The “policy update” will “prohibit streaming of gambling sites that include slots, roulette or dice games that aren’t licensed in the US or other jurisdictions that provide sufficient consumer protection,” according to the statement.,, and were specifically called out. The statement also said that other platforms are likely to be identified and banned in the future. “We will continue to allow websites that focus on sports betting, fantasy sports and poker,” the statement said.

Dogecoin now the second largest proof-of-work cryptocurrency


For a cryptocurrency that started as something of a joke, Dogecoin has come a long way. After Ethereum wrapped up its historic merge last week – switching from a proof-of-work (PoW) system to the much more eco-friendly proof-of-stake (PoS) system – Dogecoin became the world’s second-largest PoW cryptocurrency by market cap (after Bitcoin), according to data from CoinMarketCap. It currently has the 10th largest market cap of all cryptocurrencies.

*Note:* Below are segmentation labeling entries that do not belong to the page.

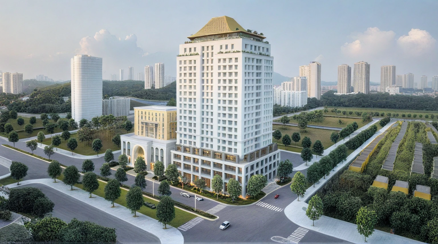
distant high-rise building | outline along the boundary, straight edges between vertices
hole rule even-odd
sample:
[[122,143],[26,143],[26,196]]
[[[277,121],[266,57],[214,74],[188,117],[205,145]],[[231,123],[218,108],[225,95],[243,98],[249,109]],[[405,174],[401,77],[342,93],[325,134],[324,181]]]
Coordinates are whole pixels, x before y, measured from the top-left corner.
[[155,64],[155,88],[164,87],[164,64],[157,63]]
[[403,88],[413,88],[413,74],[408,73],[403,75]]
[[307,77],[307,97],[321,98],[321,64],[311,62],[306,65],[300,66],[300,76]]
[[397,74],[396,75],[396,85],[403,86],[403,75]]
[[128,67],[128,80],[134,79],[134,67]]
[[427,88],[427,77],[426,75],[422,75],[420,78],[420,87],[419,89],[424,89]]
[[120,69],[119,71],[119,81],[124,81],[123,77],[124,70],[123,69]]
[[75,120],[102,115],[102,58],[77,54],[71,59],[71,116]]
[[346,94],[351,92],[351,67],[348,64],[338,66],[338,94]]
[[145,66],[145,89],[154,88],[154,67],[152,65]]
[[385,92],[386,88],[396,85],[396,66],[384,65],[380,67],[380,92]]
[[370,92],[370,64],[361,61],[354,63],[353,88],[355,93]]

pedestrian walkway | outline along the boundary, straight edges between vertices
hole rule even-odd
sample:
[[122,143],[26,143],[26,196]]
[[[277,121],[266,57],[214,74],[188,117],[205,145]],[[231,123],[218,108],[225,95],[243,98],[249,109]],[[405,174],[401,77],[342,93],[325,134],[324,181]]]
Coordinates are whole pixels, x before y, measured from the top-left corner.
[[224,209],[225,207],[226,207],[226,205],[224,205],[223,204],[218,204],[215,206],[207,210],[205,212],[212,214],[214,214]]
[[[137,213],[138,217],[134,218],[132,216],[131,210],[125,207],[115,203],[114,205],[117,207],[111,208],[111,203],[103,198],[93,194],[93,197],[90,198],[88,192],[77,187],[73,187],[74,190],[70,191],[70,186],[59,182],[53,183],[52,179],[29,180],[20,183],[20,186],[40,184],[50,187],[156,236],[162,244],[184,243],[184,237],[181,232],[176,228],[167,225],[167,229],[164,230],[162,225],[156,219],[138,212]],[[17,184],[11,184],[8,186],[15,187],[17,186]]]
[[271,209],[272,210],[274,210],[274,211],[276,212],[281,212],[283,211],[283,209],[276,207],[273,205],[271,205],[270,204],[268,204],[265,202],[258,202],[257,203],[257,204],[256,204],[256,205],[259,207],[266,208],[268,209]]
[[187,231],[189,229],[200,223],[204,219],[201,217],[197,217],[191,220],[189,220],[186,223],[178,227],[178,229],[183,231]]

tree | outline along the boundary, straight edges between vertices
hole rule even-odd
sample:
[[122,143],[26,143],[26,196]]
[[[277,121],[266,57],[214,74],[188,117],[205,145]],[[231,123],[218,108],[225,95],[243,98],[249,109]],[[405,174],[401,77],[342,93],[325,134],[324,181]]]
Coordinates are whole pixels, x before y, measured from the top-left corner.
[[310,162],[313,159],[312,150],[310,149],[310,148],[304,148],[301,150],[301,156],[303,160],[306,162],[306,165],[307,165],[307,162]]
[[64,131],[61,133],[61,138],[67,141],[70,138],[70,132],[68,131]]
[[162,196],[170,196],[172,194],[172,191],[170,191],[170,186],[169,184],[169,182],[166,180],[162,180],[158,187],[158,194]]
[[46,139],[46,135],[44,135],[44,132],[42,131],[39,132],[38,134],[36,135],[36,139],[40,142],[39,145],[42,146],[42,141]]
[[154,174],[157,177],[162,177],[164,175],[164,163],[157,161],[154,164]]
[[281,142],[283,143],[285,147],[290,145],[291,142],[290,137],[287,134],[285,134],[283,136],[283,138],[281,138]]
[[374,210],[368,209],[367,207],[362,207],[359,209],[356,216],[356,224],[359,234],[364,235],[365,241],[367,237],[374,232],[374,227],[377,223],[377,216]]
[[64,170],[63,174],[64,175],[64,184],[70,186],[71,190],[73,190],[73,185],[78,183],[80,177],[78,168],[74,165],[71,165]]
[[286,177],[292,173],[293,171],[293,165],[289,159],[286,159],[280,161],[277,170],[277,175],[281,177]]
[[103,156],[103,160],[106,163],[110,163],[114,160],[114,154],[113,154],[113,151],[108,149],[105,151],[105,156]]
[[301,146],[303,148],[310,148],[311,145],[312,145],[312,141],[310,140],[310,138],[307,136],[304,137],[301,141]]
[[36,117],[35,116],[32,116],[29,118],[29,123],[31,124],[33,124],[36,123]]
[[94,170],[94,163],[90,159],[85,159],[82,162],[82,170],[84,172],[91,172]]
[[33,151],[38,148],[38,143],[36,140],[31,140],[26,142],[26,146],[29,148],[32,151],[32,154],[33,154]]
[[87,172],[82,177],[82,185],[84,190],[91,194],[99,188],[99,181],[97,180],[97,176],[94,172]]
[[131,187],[126,194],[126,207],[131,210],[131,213],[134,214],[134,217],[137,217],[137,210],[143,206],[144,202],[141,189],[138,186]]
[[275,131],[272,132],[272,137],[277,140],[281,139],[281,131],[278,129],[277,129]]
[[33,132],[33,127],[32,124],[28,124],[25,126],[25,131],[26,133],[30,134]]
[[248,180],[247,195],[255,197],[268,184],[268,179],[261,174],[254,174]]
[[290,121],[290,120],[289,119],[289,117],[287,117],[287,115],[285,115],[284,116],[283,116],[281,118],[280,118],[280,122],[281,122],[282,124],[283,124],[283,129],[286,128],[286,124],[289,123],[289,121]]
[[332,134],[330,136],[330,140],[332,141],[332,142],[335,143],[335,145],[336,145],[336,143],[338,142],[338,140],[339,139],[339,134],[336,131],[333,131],[332,133]]
[[20,179],[27,175],[27,171],[29,169],[25,164],[13,161],[9,167],[11,177],[17,180],[17,184],[19,185]]
[[123,168],[120,167],[116,170],[116,173],[114,174],[116,179],[120,182],[124,182],[128,180],[128,177],[126,176],[126,172]]
[[71,155],[73,155],[73,150],[78,147],[78,141],[75,138],[71,138],[67,141],[67,148],[71,150]]
[[178,182],[178,177],[180,176],[180,173],[178,172],[178,167],[176,164],[173,163],[169,164],[164,172],[164,175],[168,180],[170,180],[172,184]]
[[212,179],[212,191],[216,193],[216,199],[219,198],[219,193],[222,191],[223,189],[223,181],[222,180],[222,177],[219,174],[215,175]]
[[231,200],[234,202],[235,199],[242,194],[242,187],[239,184],[239,181],[231,178],[226,184],[226,191],[231,198]]
[[290,190],[298,196],[298,201],[300,201],[300,196],[304,196],[306,193],[306,177],[303,173],[298,171],[294,175],[290,183]]
[[14,143],[14,147],[15,147],[15,142],[18,141],[18,134],[15,131],[11,131],[9,133],[7,139],[9,141]]
[[103,192],[105,193],[105,200],[110,202],[113,205],[111,208],[113,208],[114,202],[120,197],[122,193],[120,182],[115,179],[110,180],[103,189]]
[[313,152],[319,156],[322,155],[324,153],[324,147],[322,146],[322,143],[321,141],[317,140],[313,144]]
[[315,194],[309,200],[309,205],[306,210],[306,215],[313,222],[312,226],[315,226],[315,220],[318,220],[323,213],[322,200]]
[[170,223],[175,218],[173,200],[170,197],[168,196],[161,197],[159,202],[157,205],[157,211],[155,214],[157,219],[158,219],[158,221],[164,225],[163,229],[167,229],[166,225]]
[[53,179],[56,182],[56,177],[61,175],[62,173],[62,169],[61,168],[61,164],[57,160],[53,160],[47,168],[47,174],[50,178]]
[[293,132],[292,133],[292,141],[295,142],[295,145],[297,145],[297,143],[301,140],[301,136],[300,135],[300,132]]
[[143,157],[139,156],[134,163],[134,172],[136,173],[143,173],[146,172],[146,162]]
[[61,137],[57,135],[52,138],[52,145],[56,147],[56,150],[58,151],[58,146],[61,145]]
[[53,151],[53,146],[51,145],[44,147],[44,154],[46,154],[49,159],[50,159],[50,156],[55,154],[55,152]]

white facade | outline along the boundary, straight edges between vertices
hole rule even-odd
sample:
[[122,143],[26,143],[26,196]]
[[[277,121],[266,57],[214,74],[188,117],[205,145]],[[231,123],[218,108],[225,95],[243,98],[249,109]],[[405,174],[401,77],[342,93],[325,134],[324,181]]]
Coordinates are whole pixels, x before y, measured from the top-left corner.
[[339,95],[351,92],[351,67],[347,64],[338,66],[338,91]]
[[71,59],[71,116],[91,120],[102,115],[102,58],[77,54]]
[[386,88],[396,85],[396,66],[380,67],[380,92],[384,92]]
[[354,93],[367,94],[370,92],[370,64],[368,63],[361,61],[354,63],[353,81]]
[[155,88],[161,88],[164,85],[164,64],[157,63],[155,64]]

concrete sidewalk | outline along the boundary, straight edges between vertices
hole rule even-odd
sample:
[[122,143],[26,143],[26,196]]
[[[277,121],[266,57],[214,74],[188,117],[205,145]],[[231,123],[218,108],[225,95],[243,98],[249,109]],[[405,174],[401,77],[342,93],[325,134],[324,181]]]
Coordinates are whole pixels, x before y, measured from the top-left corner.
[[[103,198],[93,194],[93,197],[90,198],[88,197],[89,194],[88,192],[77,187],[73,187],[74,190],[71,191],[70,186],[64,184],[59,181],[57,183],[53,183],[52,179],[38,179],[25,180],[20,182],[20,185],[32,184],[43,184],[90,206],[104,211],[109,214],[156,236],[162,244],[184,243],[184,237],[183,235],[176,228],[167,225],[168,229],[164,230],[162,225],[158,222],[158,220],[138,212],[137,213],[138,217],[134,217],[131,210],[125,207],[115,203],[114,205],[117,207],[111,208],[111,203]],[[8,185],[7,186],[13,187],[17,185],[15,184]]]

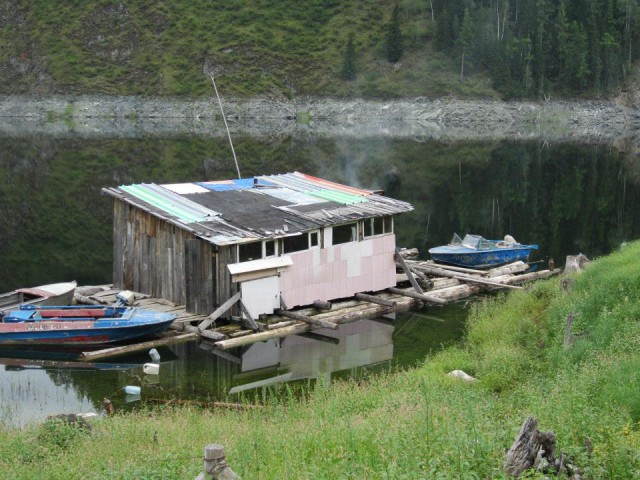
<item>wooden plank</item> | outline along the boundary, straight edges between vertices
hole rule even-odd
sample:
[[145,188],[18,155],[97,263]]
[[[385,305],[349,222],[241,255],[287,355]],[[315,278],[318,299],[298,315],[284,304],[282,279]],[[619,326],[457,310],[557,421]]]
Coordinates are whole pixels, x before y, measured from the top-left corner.
[[301,315],[301,314],[296,313],[296,312],[290,312],[288,310],[276,310],[275,314],[279,315],[281,317],[292,318],[293,320],[300,320],[301,322],[308,323],[308,324],[311,324],[311,325],[315,325],[317,327],[331,328],[332,330],[337,330],[338,329],[338,325],[336,325],[333,322],[328,322],[326,320],[320,320],[320,319],[317,319],[317,318],[308,317],[306,315]]
[[417,293],[417,292],[412,292],[411,290],[403,290],[401,288],[395,288],[395,287],[387,288],[387,290],[389,290],[391,293],[395,293],[397,295],[403,295],[403,296],[406,296],[406,297],[416,298],[416,299],[422,300],[424,302],[437,303],[438,305],[444,305],[445,303],[447,303],[446,300],[443,300],[443,299],[438,298],[436,296],[428,295],[428,294],[425,294],[425,293]]
[[411,285],[413,286],[413,289],[416,292],[418,292],[419,294],[424,294],[424,292],[422,291],[422,288],[420,288],[420,285],[418,285],[418,282],[414,278],[413,273],[411,272],[411,269],[407,266],[406,262],[404,261],[404,258],[402,258],[402,255],[400,255],[398,253],[398,251],[396,250],[396,253],[394,253],[393,256],[394,256],[394,258],[396,260],[396,263],[398,265],[400,265],[400,267],[402,268],[402,271],[404,272],[404,274],[407,276],[407,278],[411,282]]
[[464,267],[454,267],[453,265],[444,265],[442,263],[435,263],[435,262],[418,262],[415,260],[408,260],[407,261],[407,265],[409,265],[409,267],[421,267],[421,266],[425,266],[425,267],[434,267],[434,268],[442,268],[445,270],[451,270],[453,272],[460,272],[460,273],[469,273],[469,274],[473,274],[473,275],[488,275],[489,271],[488,270],[475,270],[473,268],[464,268]]
[[196,333],[183,333],[181,335],[173,335],[170,337],[160,338],[158,340],[150,340],[148,342],[105,348],[103,350],[96,350],[94,352],[82,352],[82,355],[80,355],[80,359],[97,360],[99,358],[115,357],[116,355],[137,352],[139,350],[146,350],[164,345],[174,345],[176,343],[190,342],[192,340],[196,340],[197,338],[198,335]]
[[240,308],[242,309],[242,312],[245,314],[246,322],[249,324],[249,326],[253,329],[254,332],[261,332],[264,330],[264,328],[258,325],[256,321],[253,319],[253,317],[249,313],[249,310],[247,309],[247,306],[242,301],[242,298],[240,299]]
[[384,305],[385,307],[395,307],[398,304],[396,301],[387,300],[386,298],[376,297],[374,295],[367,295],[366,293],[356,293],[354,297],[358,300],[362,300],[363,302]]
[[229,300],[224,302],[215,312],[213,312],[205,320],[200,322],[200,324],[198,325],[198,330],[200,330],[200,332],[202,332],[204,329],[208,328],[209,325],[211,325],[213,322],[215,322],[216,319],[218,317],[220,317],[220,315],[222,315],[224,312],[229,310],[233,306],[234,303],[236,303],[238,300],[240,300],[240,298],[241,298],[241,293],[238,292],[233,297],[231,297]]
[[486,278],[479,278],[478,276],[468,275],[465,273],[455,273],[449,272],[443,268],[439,267],[416,267],[420,268],[420,270],[426,271],[432,275],[440,275],[442,277],[454,278],[456,280],[460,280],[461,282],[471,282],[478,283],[480,285],[489,285],[492,287],[500,287],[500,288],[512,288],[512,289],[521,289],[522,287],[518,287],[516,285],[508,285],[505,283],[496,282],[495,280],[487,280]]
[[339,338],[329,337],[328,335],[321,335],[321,334],[315,333],[315,332],[298,333],[298,336],[299,337],[308,338],[310,340],[316,340],[318,342],[330,343],[332,345],[339,345],[340,344],[340,339]]

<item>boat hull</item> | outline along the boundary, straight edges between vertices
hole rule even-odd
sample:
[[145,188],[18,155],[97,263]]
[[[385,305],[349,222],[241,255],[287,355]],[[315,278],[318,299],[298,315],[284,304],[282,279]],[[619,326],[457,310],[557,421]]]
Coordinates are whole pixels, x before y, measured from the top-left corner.
[[[104,316],[114,311],[117,317]],[[81,316],[71,316],[75,314]],[[78,346],[124,342],[158,334],[174,320],[172,314],[122,307],[22,309],[10,312],[0,323],[0,345]]]
[[0,317],[20,305],[69,305],[73,300],[76,282],[53,283],[33,288],[20,288],[0,295]]
[[472,250],[457,247],[436,247],[429,250],[434,262],[457,267],[487,269],[517,261],[527,262],[533,246]]

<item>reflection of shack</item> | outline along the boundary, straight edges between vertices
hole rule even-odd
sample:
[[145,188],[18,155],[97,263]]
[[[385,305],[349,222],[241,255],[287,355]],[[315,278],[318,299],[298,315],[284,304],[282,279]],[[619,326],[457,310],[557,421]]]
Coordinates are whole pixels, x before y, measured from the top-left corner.
[[324,339],[294,335],[253,344],[242,354],[242,373],[229,393],[300,379],[324,377],[329,382],[331,373],[389,361],[393,329],[392,322],[382,319],[361,320],[339,330],[316,330]]
[[114,199],[116,288],[198,314],[240,301],[253,319],[395,286],[393,216],[412,210],[298,172],[103,191]]

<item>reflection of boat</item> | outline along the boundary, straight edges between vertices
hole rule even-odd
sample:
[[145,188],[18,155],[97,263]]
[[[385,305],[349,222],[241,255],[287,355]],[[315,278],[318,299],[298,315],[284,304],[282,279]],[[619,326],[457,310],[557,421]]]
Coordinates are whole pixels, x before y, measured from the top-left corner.
[[19,288],[0,294],[0,317],[11,310],[27,305],[69,305],[76,282],[52,283],[33,288]]
[[529,260],[537,245],[522,245],[507,235],[505,240],[487,240],[480,235],[453,235],[449,245],[429,249],[434,262],[467,268],[493,268],[511,262]]
[[[178,357],[168,348],[160,349],[161,363],[171,362]],[[24,348],[3,346],[0,351],[0,365],[6,371],[22,370],[126,370],[140,368],[149,361],[146,352],[133,352],[119,356],[113,361],[82,362],[78,360],[83,349],[68,347]]]
[[170,313],[133,307],[26,305],[0,323],[0,345],[96,345],[166,330]]

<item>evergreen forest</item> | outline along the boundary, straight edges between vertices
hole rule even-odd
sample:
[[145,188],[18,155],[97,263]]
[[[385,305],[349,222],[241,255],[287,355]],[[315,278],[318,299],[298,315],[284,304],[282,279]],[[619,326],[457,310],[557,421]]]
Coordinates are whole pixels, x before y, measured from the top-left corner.
[[603,98],[640,0],[9,1],[1,94]]

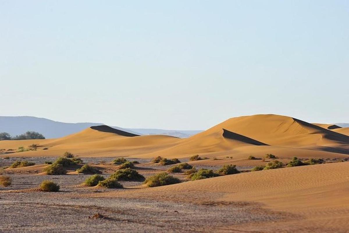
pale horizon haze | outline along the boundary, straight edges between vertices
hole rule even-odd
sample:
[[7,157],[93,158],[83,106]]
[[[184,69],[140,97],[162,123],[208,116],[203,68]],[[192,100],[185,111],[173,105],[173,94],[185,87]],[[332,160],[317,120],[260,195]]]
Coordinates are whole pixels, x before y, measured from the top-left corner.
[[0,1],[0,116],[348,123],[348,12],[346,1]]

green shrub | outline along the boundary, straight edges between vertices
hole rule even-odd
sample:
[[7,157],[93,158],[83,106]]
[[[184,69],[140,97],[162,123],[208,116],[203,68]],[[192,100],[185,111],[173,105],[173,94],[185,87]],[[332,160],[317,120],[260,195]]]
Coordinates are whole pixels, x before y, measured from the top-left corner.
[[133,168],[134,167],[134,165],[133,163],[129,161],[125,162],[120,165],[119,168],[120,169],[124,169],[125,168]]
[[12,180],[8,176],[0,175],[0,185],[4,187],[7,187],[11,185]]
[[29,167],[29,166],[32,166],[35,165],[35,163],[28,161],[20,161],[17,160],[16,162],[12,163],[10,166],[11,168],[15,168],[17,167]]
[[278,160],[271,161],[267,163],[265,167],[264,167],[264,170],[281,168],[282,167],[283,165],[282,163]]
[[131,168],[119,169],[110,176],[110,178],[118,181],[143,181],[144,176],[137,171]]
[[201,168],[197,172],[190,175],[191,176],[192,180],[196,180],[218,176],[219,174],[211,170]]
[[182,163],[177,165],[181,169],[191,169],[193,166],[187,163]]
[[95,186],[99,181],[104,180],[104,177],[100,175],[95,174],[85,180],[84,183],[88,186]]
[[310,165],[314,165],[314,164],[320,164],[323,163],[325,162],[325,161],[321,159],[314,159],[310,158],[305,162],[306,163]]
[[46,168],[44,171],[47,175],[64,175],[67,173],[63,165],[60,163],[52,163]]
[[110,178],[98,182],[98,186],[107,189],[122,189],[124,188],[122,185],[118,182],[116,180]]
[[126,162],[127,161],[124,158],[121,157],[120,158],[117,158],[113,161],[113,164],[120,165]]
[[231,175],[240,173],[240,171],[236,169],[236,165],[231,164],[230,165],[226,164],[223,165],[221,168],[217,171],[217,172],[221,175]]
[[52,181],[45,180],[40,184],[40,189],[45,192],[58,192],[59,191],[59,185]]
[[68,151],[66,151],[63,154],[63,157],[66,158],[73,158],[75,157],[74,155]]
[[158,163],[160,162],[160,161],[161,161],[163,159],[163,158],[161,156],[156,157],[154,158],[152,160],[151,160],[151,162],[154,163]]
[[180,183],[180,180],[166,172],[162,172],[147,178],[144,183],[148,187],[156,187]]
[[265,158],[267,159],[279,159],[277,156],[275,156],[272,154],[267,154],[265,155]]
[[171,173],[182,172],[182,169],[179,165],[171,167],[167,170]]
[[99,170],[91,166],[85,164],[81,168],[76,169],[78,173],[84,174],[100,174],[102,173]]
[[298,159],[297,157],[294,157],[292,158],[292,160],[287,165],[287,167],[297,167],[297,166],[303,166],[305,165],[308,165],[302,162],[301,160]]
[[261,171],[262,170],[264,169],[264,166],[256,166],[251,170],[252,172],[255,172],[256,171]]
[[190,157],[189,159],[189,160],[191,161],[196,161],[196,160],[200,160],[202,159],[201,158],[199,157],[199,155],[197,154],[196,155],[193,155]]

Dogecoin was founded in 2013 as a tongue-in-cheek cryptocurrency based on a meme. Beginning in 2019, it became a social media darling of serial entrepreneur and the world’s wealthiest person Elon Musk, causing the coin’s popularity and value to periodically spike. Despite its lofty current rank, the current ‘crypto winter’ has caused Dogecoin’s value to plummet by more than 90% since its last peak in May 2021.

$160m stolen in Wintermute hack


Crypto market maker Wintermute was hacked earlier this week, resulting in the theft of around $160m in crypto assets, according to a tweet from the company’s founder and chief executive Evgeny Gaevoy. “We are solvent with twice over that amount in equity left,” he said in a follow-up tweet. He also reported that the company’s centralized finance and over-the-counter operations had not been affected by the hack.

Gaevoy ended his string of tweets with a request to the hacker (or hackers): “We are (still) open to treat this as a white hat, so if you are the attacker – get in touch.”

The Wintermute hack is the latest in a recent string of cyberattacks targeting the crypto industry. In August, hackers stole millions of dollars of crypto from the Solana network. Earlier that same week, roughly $200m was stolen from crypto bridge platform Nomad.

Ricky Williams’s cannabis brand sets up shop in the metaverse


NFL legend Ricky Williams is bringing his cannabis brand Highsman (a play on ‘Heisman’) into VR. Described by the brand as “the first true virtual reality sports and cannabis experience,” the new virtual space – called the ‘Highsman House’ – will kick off with a Monday Night Football viewing party on September 26. A virtual dispensary will also be available.

Highsman isn’t the only cannabis brand that’s been looking to capitalize on the metaverse recently. In May, for example, Cannaverse Technologies launched Cannaland, a virtual space where customers can both shop for and learn about cannabis.

New NFT provides perks at Bad Bunny, Jack Harlow and Post Malone concerts


Web3 brand Dancing Seahorse Labs announced the minting of the Dancing Seahorse NFT on Tuesday. Legendary token holders will be granted “exclusive suite access and memorable concert experiences” at upcoming Bad Bunny, Jack Harlow and Post Malone concerts.

The minting is one of the latest examples of how web3 and NFTs have been transforming the music industry. In addition to opening the door to exclusive events and perks, NFTs are also being leveraged by some artists as a means of attaining a higher degree of financial autonomy.